Meghan i Harry poinformowali, że "wypisują się" z rodziny królewskiej, rezygnują z przysługujących im przywilejów i... zamierzają pójść do pracy. To prawdziwe trzęsienie ziemi, które niektórzy porównują do decyzji Edwarda VIII, ich stryjecznego pradziadka, który dla Wallis Simpson zrezygnował z tronu.
Waga decyzji Harry'ego i Meghan jest olbrzymia, więc pojawiły się domysły, że musiała ona być szeroko dyskutowana z królową Elżbietą. Jak okazało się w czwartek rano - niekoniecznie. Pałac Buckingham wydał bowiem lakoniczne oświadczenie, z którego wynika, że para książęca zrezygnowała... na własną rękę. Czytamy w nim, że rozmowy z Meghan i Harrym są (były?) na "wczesnym etapie". Wygląda więc na to, że królowa Elżbieta o wszystkim dowiedziała się z Instagrama swojego wnuka.
Czy cały plan był sprytnie opracowany przez Meghan?

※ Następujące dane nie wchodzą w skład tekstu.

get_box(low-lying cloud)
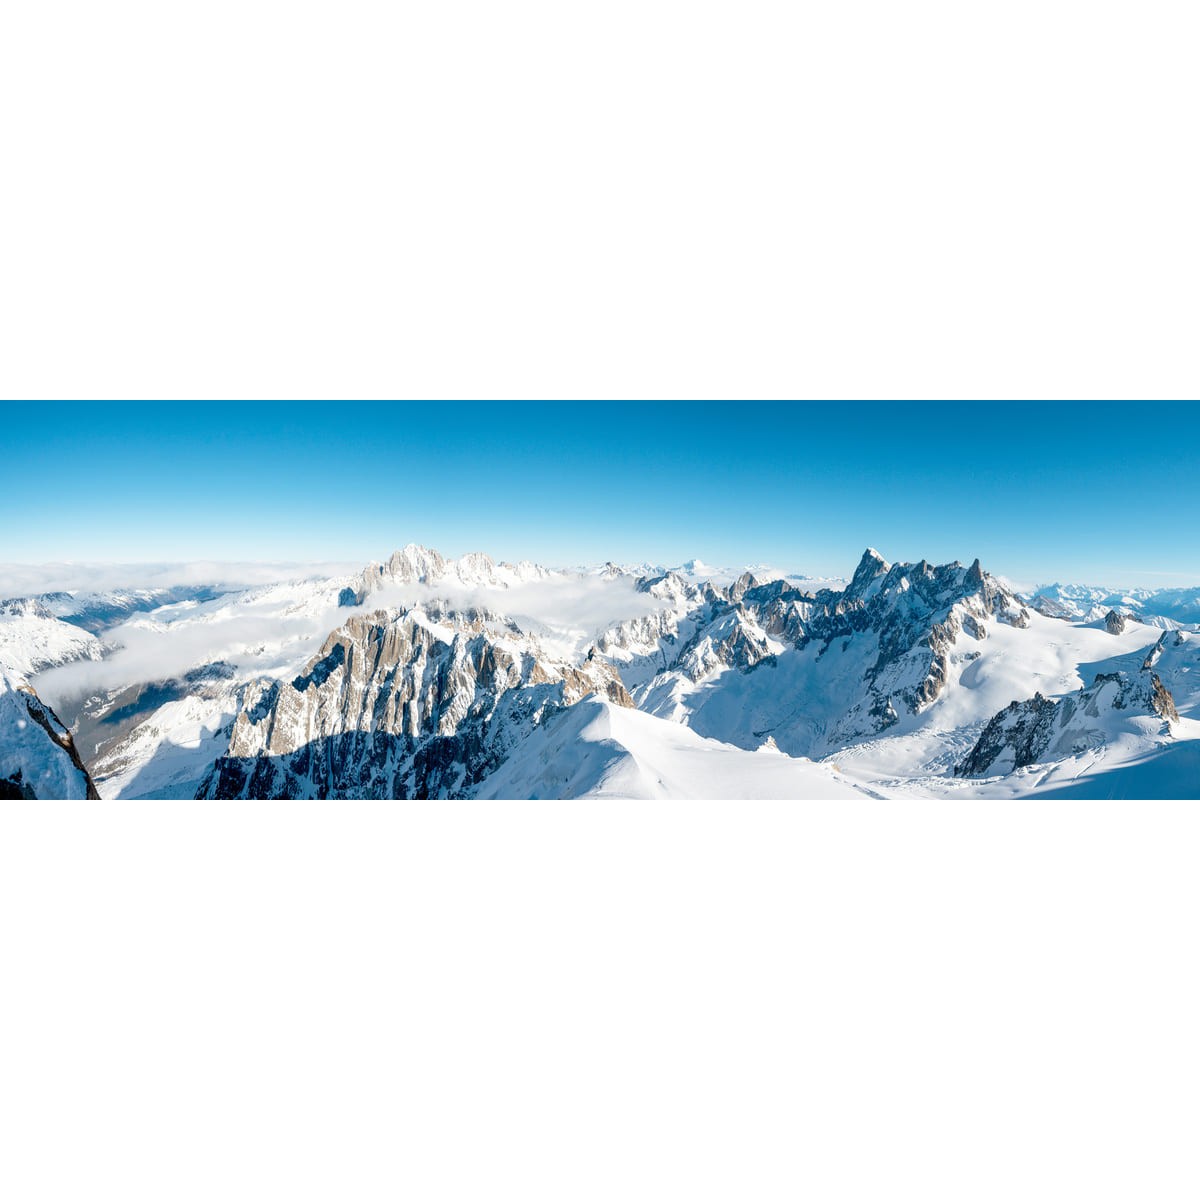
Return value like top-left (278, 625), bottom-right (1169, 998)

Meghan nigdy nie była lubiana przez konserwatywnych obserwatorów monarchii, którym przeszkadzała jej przeszłość: Amerykanka po rozwodzie, która grała w serialach, nie była wymarzoną partią dla księcia. Chociaż Harry się przy niej ustatkował, niektórzy odczytywali to jako oddalanie się od skostniałej rodziny królewskiej. Wygląda na to, że decyzja o "wypisaniu się" z bycia parą książęcą to idealny dowód potwierdzający tę tezę.
Jeszcze na długo przed ślubem każdy krok Markle był śledzony przez media, którym nie podobało się niemal wszystko: Meghan za dużo wydawała, nie przestrzegała etykiety i nie była zainteresowana relacjami z królową. Plotkowano o tym, że nie dogaduje się z księżną Kate, swoją szwagierką, która cieszy się nieskazitelnym wizerunkiem żony przyszłego króla.
Po szokującej decyzji o wycofaniu się z książęcych obowiązków Meghan z pewnością nie będzie łatwiej. Podobnie jak Archiemu, który nie skończył nawet roku, a już żyje z piętnem tak trudnej decyzji swoich rodziców.